Everyone knew Detroit's reputation for insular, slow-moving cultures. Even by that low standard, I was shocked by the stunningly poor management that we found, particularly at GM, where we encountered, among other things, perhaps the weakest finance operation any of us had ever seen in a major company ... We were appalled by the absence of sound analysis provided to justify expenditures.

The cultural deficiencies were equally stunning. At GM's Renaissance Center headquarters, the top brass were sequestered on the uppermost floor, behind locked and guarded glass doors. Executives housed on that floor had elevator cards that allowed them to descend to their private garage without stopping at any of the intervening floors (no mixing with the drones)...
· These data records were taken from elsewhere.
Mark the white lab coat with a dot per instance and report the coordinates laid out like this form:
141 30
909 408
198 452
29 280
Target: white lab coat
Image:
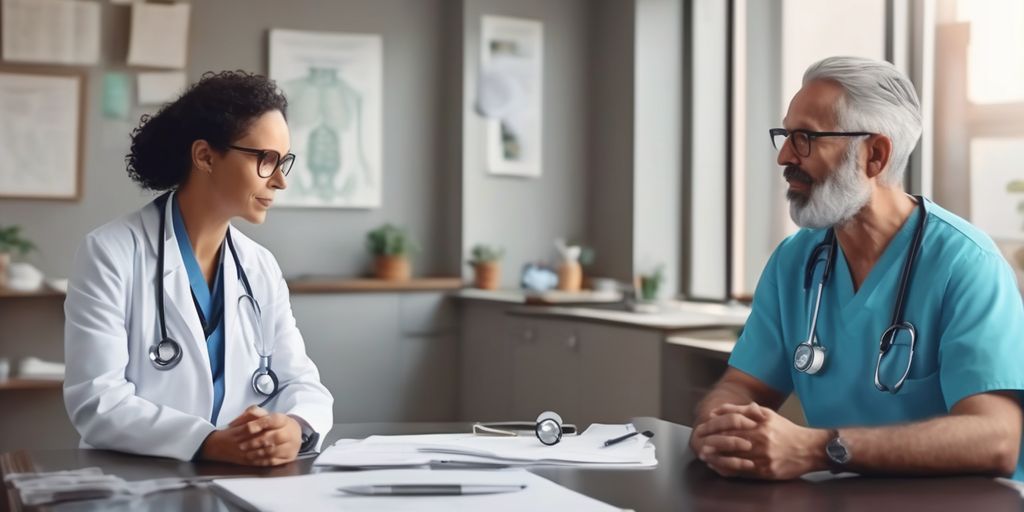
115 396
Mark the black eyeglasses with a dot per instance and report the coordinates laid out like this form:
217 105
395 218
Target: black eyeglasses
267 161
802 138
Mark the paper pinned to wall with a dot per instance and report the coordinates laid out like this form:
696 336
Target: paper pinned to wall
40 119
117 99
65 32
160 87
159 35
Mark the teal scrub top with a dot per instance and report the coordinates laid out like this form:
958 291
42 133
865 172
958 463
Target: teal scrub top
209 301
963 300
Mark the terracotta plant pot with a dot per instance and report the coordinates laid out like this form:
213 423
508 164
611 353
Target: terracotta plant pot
569 276
487 275
4 264
391 267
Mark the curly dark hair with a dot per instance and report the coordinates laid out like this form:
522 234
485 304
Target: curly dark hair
218 109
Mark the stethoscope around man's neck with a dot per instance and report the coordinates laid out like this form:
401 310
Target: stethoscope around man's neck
809 357
166 353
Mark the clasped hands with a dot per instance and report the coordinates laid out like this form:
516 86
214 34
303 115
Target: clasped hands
256 437
754 441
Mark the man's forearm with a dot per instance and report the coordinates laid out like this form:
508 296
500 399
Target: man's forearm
958 443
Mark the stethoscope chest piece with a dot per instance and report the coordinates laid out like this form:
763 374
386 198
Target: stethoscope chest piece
264 380
549 428
165 354
809 357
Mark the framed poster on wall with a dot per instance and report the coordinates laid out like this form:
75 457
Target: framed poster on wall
41 134
334 89
511 94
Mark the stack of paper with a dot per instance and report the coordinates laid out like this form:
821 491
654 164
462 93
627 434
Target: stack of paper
321 492
456 450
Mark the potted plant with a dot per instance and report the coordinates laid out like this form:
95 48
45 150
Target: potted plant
650 283
391 248
11 243
569 269
486 266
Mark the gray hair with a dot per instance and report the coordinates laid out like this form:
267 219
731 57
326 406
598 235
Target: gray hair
879 98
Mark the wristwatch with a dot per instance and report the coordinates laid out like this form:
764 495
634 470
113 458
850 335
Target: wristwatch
838 452
309 436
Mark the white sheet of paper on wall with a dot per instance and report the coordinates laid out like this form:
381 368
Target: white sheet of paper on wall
64 32
160 87
159 35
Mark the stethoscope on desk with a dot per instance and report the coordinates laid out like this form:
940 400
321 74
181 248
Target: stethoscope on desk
809 357
166 353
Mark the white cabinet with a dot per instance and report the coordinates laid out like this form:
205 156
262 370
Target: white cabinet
385 356
515 367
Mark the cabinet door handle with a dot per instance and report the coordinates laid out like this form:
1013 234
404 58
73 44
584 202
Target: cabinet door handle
572 342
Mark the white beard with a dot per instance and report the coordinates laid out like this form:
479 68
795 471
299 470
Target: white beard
836 201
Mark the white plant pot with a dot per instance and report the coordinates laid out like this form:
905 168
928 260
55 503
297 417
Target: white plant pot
4 263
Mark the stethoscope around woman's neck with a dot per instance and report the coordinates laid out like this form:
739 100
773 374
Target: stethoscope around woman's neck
166 353
809 357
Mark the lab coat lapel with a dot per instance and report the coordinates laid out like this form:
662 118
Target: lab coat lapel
187 330
240 355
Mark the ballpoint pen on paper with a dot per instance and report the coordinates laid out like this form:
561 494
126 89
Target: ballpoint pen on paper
428 489
621 438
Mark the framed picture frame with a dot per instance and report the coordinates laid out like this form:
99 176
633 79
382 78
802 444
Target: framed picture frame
512 70
42 133
334 86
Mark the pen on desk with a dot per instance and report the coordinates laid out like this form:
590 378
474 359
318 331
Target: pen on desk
428 489
621 438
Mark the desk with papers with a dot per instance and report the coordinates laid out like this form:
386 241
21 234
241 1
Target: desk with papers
678 482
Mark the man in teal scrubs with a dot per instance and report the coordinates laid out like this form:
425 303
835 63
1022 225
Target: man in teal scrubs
847 137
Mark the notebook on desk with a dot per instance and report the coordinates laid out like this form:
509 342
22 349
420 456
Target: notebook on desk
320 492
468 450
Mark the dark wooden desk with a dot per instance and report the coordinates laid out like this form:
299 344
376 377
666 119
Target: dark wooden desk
679 482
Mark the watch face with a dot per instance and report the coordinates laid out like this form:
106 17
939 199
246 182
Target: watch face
837 451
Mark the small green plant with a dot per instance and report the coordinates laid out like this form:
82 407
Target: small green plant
11 242
390 240
650 283
485 254
587 255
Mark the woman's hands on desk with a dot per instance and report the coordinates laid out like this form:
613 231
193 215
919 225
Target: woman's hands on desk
255 438
754 441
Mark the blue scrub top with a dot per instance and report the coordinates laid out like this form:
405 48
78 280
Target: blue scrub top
211 301
963 300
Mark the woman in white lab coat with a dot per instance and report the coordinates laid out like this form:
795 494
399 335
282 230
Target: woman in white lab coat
179 337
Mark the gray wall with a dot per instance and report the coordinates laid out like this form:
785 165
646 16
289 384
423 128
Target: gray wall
525 215
233 35
611 130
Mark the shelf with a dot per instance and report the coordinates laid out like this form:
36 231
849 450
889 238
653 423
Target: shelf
553 297
314 285
29 384
6 293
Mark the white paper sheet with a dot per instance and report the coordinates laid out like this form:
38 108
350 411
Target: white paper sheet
583 450
320 492
160 87
64 32
159 35
39 123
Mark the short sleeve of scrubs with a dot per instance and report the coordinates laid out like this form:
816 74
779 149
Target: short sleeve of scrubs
760 351
982 346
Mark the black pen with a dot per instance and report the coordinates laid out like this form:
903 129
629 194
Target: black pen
621 438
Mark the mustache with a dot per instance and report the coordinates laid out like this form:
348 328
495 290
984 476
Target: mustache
793 173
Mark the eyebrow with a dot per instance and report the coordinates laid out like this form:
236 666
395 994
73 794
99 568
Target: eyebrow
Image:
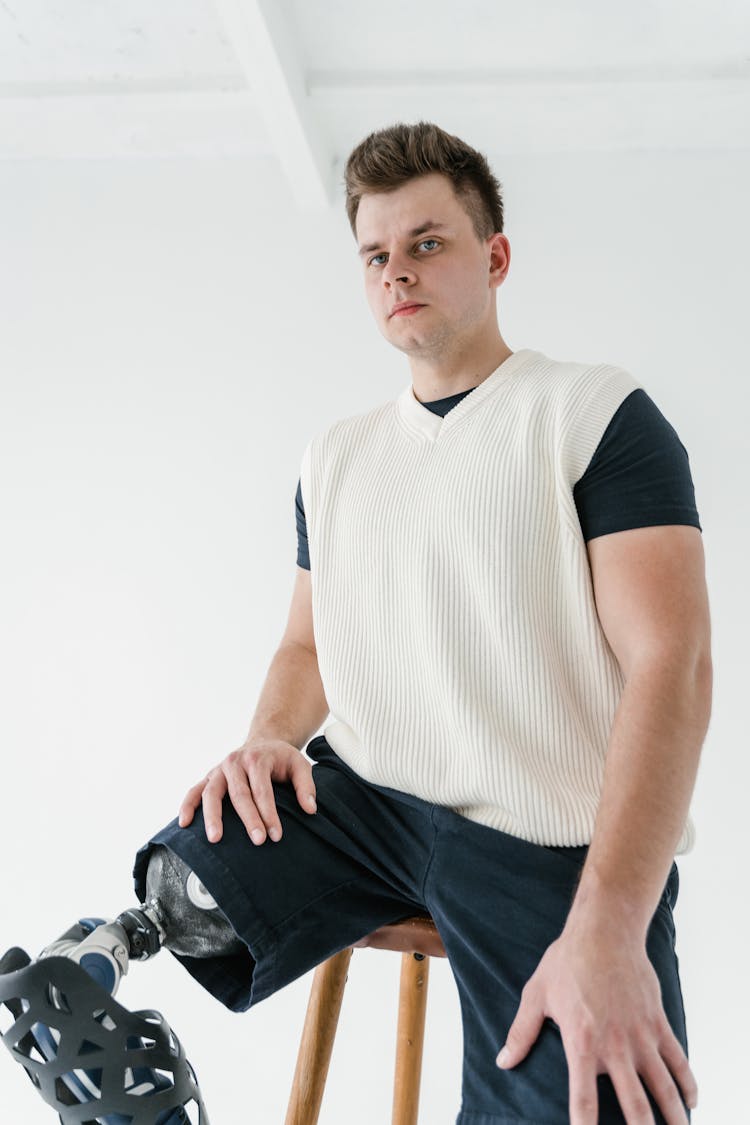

I found CEO Rick Wagoner to be likable, dedicated, and generally knowledgeable. But he set a tone of "friendly arrogance" that seemed to permeate the organization. Certainly he and his team seemed to believe that virtually all of their problems could be laid at the feet of some combination of the financial crisis, oil prices, the yen-dollar exchange rate, and the UAW.

It seemed completely obvious to us that any management team that had burned through $21 billion of cash in a year and another $13 billion in the first quarter of 2009 could not be allowed to continue. Equally important, GM's February viability plan was more "business as usual" and not the aggressive new approach that we felt was essential...

To radically shake up GM's management culture and instill within it that entirely new aggressiveness, I knew what I had to do: fire Wagoner and install a new leader -- Wagoner's own #2 man, his fellow GM "lifer" and long-time sequesteree of that uppermost executive floor, Fritz Henderson, following Wagoner's recommendation on this...

I feel so much better about all this now.

(OK, for all the laywers out there, one of those paragraphs was not part of Rattner's story as published -- though it deserved to be.)